An Interview with McKenzie Wark on the 10 Yr Anniversary of “A Hacker Manifesto” - rubencodes
http://lareviewofbooks.org/interview/courting-vectoralists-interview-mckenzie-wark-10-year-anniversary-hacker-manifesto

======
olefoo
Irritating author Mckenzie Wark rips off a culture he does not understand and
does not participate in; produces lots of verbiage and attempts to colonize
cyberspace with a sad mixture of rehashed postmodernist philosophy and tragic
dreams of revolutions past and never-were.

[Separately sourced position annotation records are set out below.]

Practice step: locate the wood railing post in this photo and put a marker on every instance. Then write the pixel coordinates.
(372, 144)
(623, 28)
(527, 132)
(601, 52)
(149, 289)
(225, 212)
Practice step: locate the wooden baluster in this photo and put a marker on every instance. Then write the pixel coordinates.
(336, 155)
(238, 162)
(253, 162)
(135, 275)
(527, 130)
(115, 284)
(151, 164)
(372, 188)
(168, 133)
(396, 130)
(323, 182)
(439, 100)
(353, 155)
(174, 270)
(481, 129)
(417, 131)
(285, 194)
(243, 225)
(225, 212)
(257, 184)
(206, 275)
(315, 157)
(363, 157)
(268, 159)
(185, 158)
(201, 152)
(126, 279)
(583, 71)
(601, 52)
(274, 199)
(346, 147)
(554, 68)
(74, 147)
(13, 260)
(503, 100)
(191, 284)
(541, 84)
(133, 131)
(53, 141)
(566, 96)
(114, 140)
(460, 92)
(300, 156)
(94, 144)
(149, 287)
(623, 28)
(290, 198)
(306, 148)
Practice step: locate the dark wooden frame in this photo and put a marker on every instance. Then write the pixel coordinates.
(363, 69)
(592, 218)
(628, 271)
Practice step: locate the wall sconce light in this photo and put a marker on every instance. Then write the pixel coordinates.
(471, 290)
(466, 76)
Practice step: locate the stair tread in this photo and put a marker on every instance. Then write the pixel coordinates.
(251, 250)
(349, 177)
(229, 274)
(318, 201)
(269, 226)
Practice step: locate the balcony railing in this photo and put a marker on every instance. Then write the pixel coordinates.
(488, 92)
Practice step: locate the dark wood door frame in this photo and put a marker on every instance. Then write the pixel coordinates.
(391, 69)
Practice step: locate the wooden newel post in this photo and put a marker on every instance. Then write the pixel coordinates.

Sorry, but Mckenzie Wark is not a "hacker" in any sense of the word. As near
as I can tell he's a careerist whose main skill is a mastery of the politics
of the echo chamber. His obscurantist style is a regression to the worst
excesses of post-hegelian academic discourse. And no matter how technophilic
it is, cannot mask the fact that the author does not know what he is talking
about.

That academic philosophy provides a welcoming habitat for such authors is an
indictment of the academy; not a valedictory for it's inhabitants.

------
rubencodes
“I think the possibilities for new futures come not from resisting but from
accelerating technical development even under present conditions. There’s no
way back; we can only go forward.”

Brilliantly summed up.